At 100 entities, Elixir’s persistent Map is faster than ETS. At 1,000, they are even. At 100,000, the Map is 26% slower. The crossover is not where you would expect it, and the reason is not what you would guess.
This is a story about garbage.
The Setup
sim_ex runs a discrete-event simulation in a single tail-recursive
function. No GenServer in the hot path. The loop pops the next event
from a :gb_trees priority queue, looks up the target entity,
dispatches, stores the updated state, inserts new events, recurs. The
question is where the entity states live.

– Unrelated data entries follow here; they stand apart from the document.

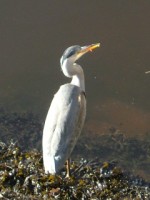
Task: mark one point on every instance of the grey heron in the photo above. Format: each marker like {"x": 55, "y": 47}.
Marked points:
{"x": 67, "y": 112}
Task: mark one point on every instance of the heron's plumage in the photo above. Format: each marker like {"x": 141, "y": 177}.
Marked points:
{"x": 63, "y": 127}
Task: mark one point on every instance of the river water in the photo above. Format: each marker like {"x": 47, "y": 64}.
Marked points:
{"x": 33, "y": 36}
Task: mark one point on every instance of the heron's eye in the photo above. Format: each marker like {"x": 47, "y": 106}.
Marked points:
{"x": 72, "y": 52}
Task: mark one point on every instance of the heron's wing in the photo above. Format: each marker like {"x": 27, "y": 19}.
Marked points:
{"x": 64, "y": 121}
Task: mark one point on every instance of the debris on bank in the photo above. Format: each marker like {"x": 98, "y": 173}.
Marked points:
{"x": 22, "y": 177}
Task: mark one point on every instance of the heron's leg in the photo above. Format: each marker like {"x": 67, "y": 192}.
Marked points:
{"x": 68, "y": 168}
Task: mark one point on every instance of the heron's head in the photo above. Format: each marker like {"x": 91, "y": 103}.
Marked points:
{"x": 73, "y": 53}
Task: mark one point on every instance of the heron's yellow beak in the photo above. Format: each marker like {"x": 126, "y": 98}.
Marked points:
{"x": 88, "y": 48}
{"x": 92, "y": 47}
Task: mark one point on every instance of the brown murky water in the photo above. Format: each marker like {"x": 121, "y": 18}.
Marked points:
{"x": 33, "y": 36}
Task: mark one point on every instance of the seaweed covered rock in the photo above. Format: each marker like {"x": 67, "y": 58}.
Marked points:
{"x": 22, "y": 177}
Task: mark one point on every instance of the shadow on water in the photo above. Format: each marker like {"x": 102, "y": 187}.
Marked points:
{"x": 131, "y": 153}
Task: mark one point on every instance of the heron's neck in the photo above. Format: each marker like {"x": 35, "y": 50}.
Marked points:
{"x": 78, "y": 80}
{"x": 75, "y": 72}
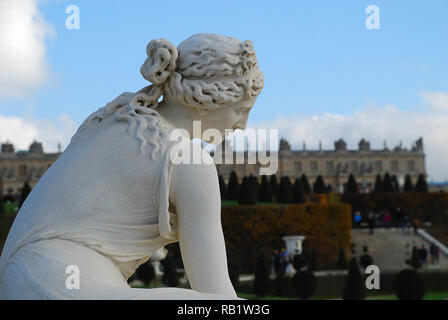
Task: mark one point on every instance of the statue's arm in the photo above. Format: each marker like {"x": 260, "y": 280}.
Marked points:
{"x": 195, "y": 192}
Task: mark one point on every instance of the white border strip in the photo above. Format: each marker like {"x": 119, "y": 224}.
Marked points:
{"x": 425, "y": 235}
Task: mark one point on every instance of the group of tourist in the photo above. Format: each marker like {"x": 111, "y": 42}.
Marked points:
{"x": 426, "y": 257}
{"x": 385, "y": 219}
{"x": 279, "y": 261}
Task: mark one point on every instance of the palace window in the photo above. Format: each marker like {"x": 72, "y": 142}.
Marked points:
{"x": 354, "y": 166}
{"x": 313, "y": 167}
{"x": 378, "y": 166}
{"x": 411, "y": 166}
{"x": 394, "y": 166}
{"x": 330, "y": 167}
{"x": 298, "y": 167}
{"x": 22, "y": 170}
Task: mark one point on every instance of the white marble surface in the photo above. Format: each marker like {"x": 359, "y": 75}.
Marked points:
{"x": 114, "y": 196}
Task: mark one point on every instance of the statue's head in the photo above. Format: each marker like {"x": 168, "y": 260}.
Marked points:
{"x": 218, "y": 76}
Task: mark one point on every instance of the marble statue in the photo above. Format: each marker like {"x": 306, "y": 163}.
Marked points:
{"x": 114, "y": 196}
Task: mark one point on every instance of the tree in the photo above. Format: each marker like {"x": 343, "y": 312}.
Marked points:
{"x": 378, "y": 184}
{"x": 26, "y": 189}
{"x": 298, "y": 193}
{"x": 145, "y": 273}
{"x": 352, "y": 185}
{"x": 414, "y": 261}
{"x": 234, "y": 270}
{"x": 170, "y": 276}
{"x": 387, "y": 183}
{"x": 409, "y": 285}
{"x": 262, "y": 282}
{"x": 255, "y": 186}
{"x": 265, "y": 194}
{"x": 247, "y": 196}
{"x": 222, "y": 186}
{"x": 283, "y": 286}
{"x": 421, "y": 185}
{"x": 342, "y": 260}
{"x": 284, "y": 193}
{"x": 365, "y": 260}
{"x": 395, "y": 184}
{"x": 313, "y": 264}
{"x": 233, "y": 188}
{"x": 306, "y": 184}
{"x": 319, "y": 185}
{"x": 304, "y": 283}
{"x": 354, "y": 284}
{"x": 408, "y": 187}
{"x": 273, "y": 184}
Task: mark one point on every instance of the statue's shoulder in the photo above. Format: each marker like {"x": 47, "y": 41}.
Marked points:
{"x": 144, "y": 124}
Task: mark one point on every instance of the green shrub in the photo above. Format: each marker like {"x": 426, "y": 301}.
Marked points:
{"x": 408, "y": 285}
{"x": 304, "y": 283}
{"x": 283, "y": 286}
{"x": 342, "y": 260}
{"x": 262, "y": 282}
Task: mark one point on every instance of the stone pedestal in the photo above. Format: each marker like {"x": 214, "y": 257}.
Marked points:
{"x": 155, "y": 259}
{"x": 293, "y": 247}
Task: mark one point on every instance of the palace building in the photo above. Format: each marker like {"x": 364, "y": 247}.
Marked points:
{"x": 19, "y": 167}
{"x": 336, "y": 165}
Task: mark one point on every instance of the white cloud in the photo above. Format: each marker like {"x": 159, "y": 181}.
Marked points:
{"x": 376, "y": 124}
{"x": 23, "y": 62}
{"x": 21, "y": 132}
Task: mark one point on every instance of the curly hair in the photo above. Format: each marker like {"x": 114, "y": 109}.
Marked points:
{"x": 206, "y": 72}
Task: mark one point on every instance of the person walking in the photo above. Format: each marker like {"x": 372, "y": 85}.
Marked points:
{"x": 423, "y": 253}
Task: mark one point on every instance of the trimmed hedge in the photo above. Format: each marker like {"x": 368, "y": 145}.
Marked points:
{"x": 423, "y": 206}
{"x": 333, "y": 285}
{"x": 250, "y": 230}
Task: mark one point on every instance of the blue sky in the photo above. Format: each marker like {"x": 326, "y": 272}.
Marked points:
{"x": 318, "y": 58}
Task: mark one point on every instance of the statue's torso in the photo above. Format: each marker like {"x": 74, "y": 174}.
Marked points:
{"x": 103, "y": 193}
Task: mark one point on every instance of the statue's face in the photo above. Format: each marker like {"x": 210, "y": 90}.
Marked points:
{"x": 232, "y": 117}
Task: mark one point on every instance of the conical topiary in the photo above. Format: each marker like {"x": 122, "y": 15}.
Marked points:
{"x": 354, "y": 284}
{"x": 306, "y": 184}
{"x": 319, "y": 185}
{"x": 352, "y": 185}
{"x": 273, "y": 184}
{"x": 421, "y": 185}
{"x": 26, "y": 189}
{"x": 284, "y": 193}
{"x": 262, "y": 282}
{"x": 378, "y": 184}
{"x": 265, "y": 192}
{"x": 298, "y": 193}
{"x": 408, "y": 187}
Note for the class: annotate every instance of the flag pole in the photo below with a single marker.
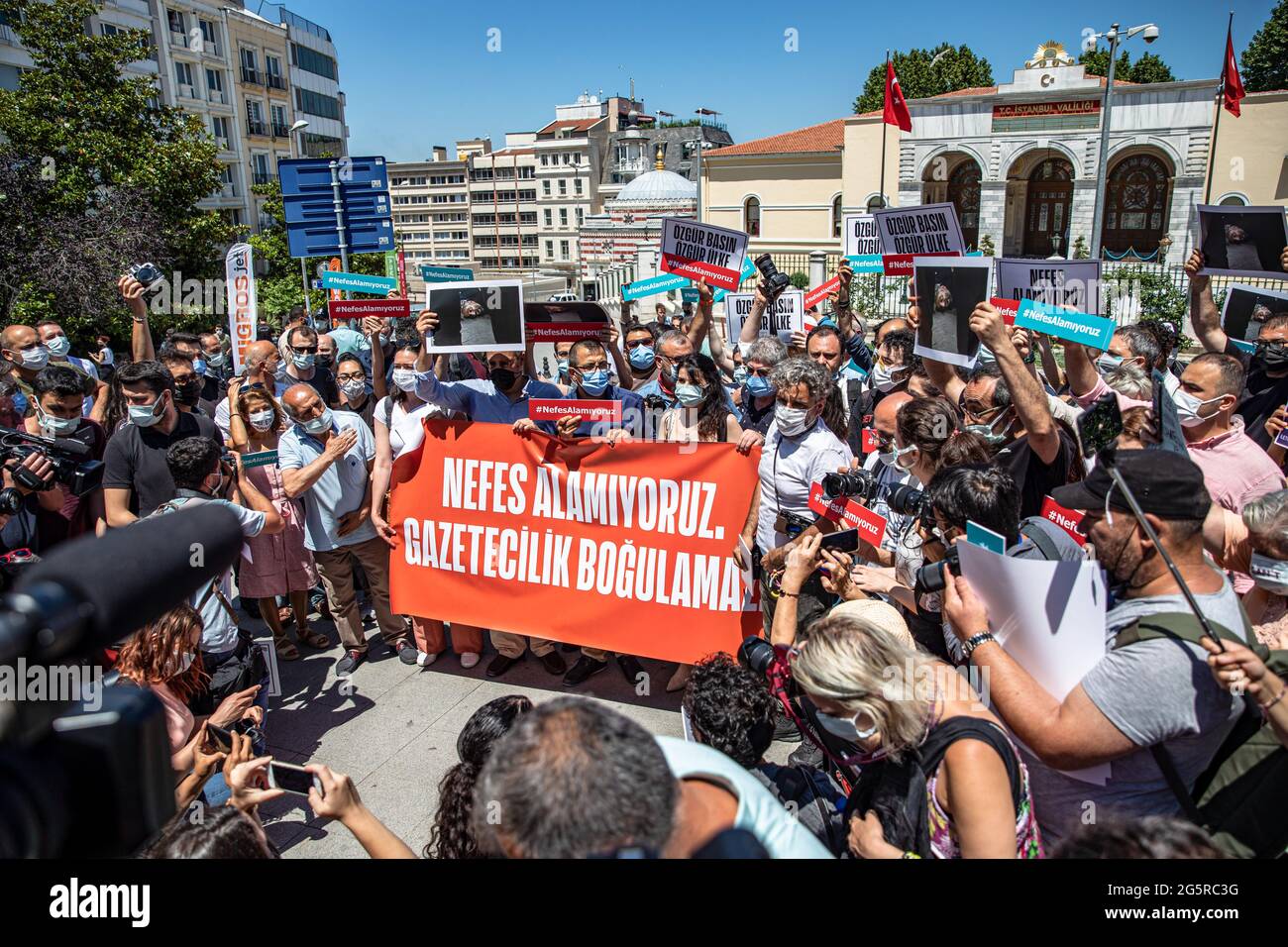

Option A: an Elixir Map. Persistent, immutable, built on a
Hash Array Mapped Trie with branching factor 32. Lookup is O(log32 N)
— four pointer follows at 100,000 entries. Update is also
O(log32 N), but it creates a new root and copies 3–4 internal nodes.
The old nodes become garbage.
Option B: an ETS table. Mutable, lives outside the process heap. Lookup is O(1) — one hash. Update is O(1) — overwrites in place. No garbage. But every read copies the term from ETS heap to process heap, and every write copies the other direction. Two copies per event, no matter the table size.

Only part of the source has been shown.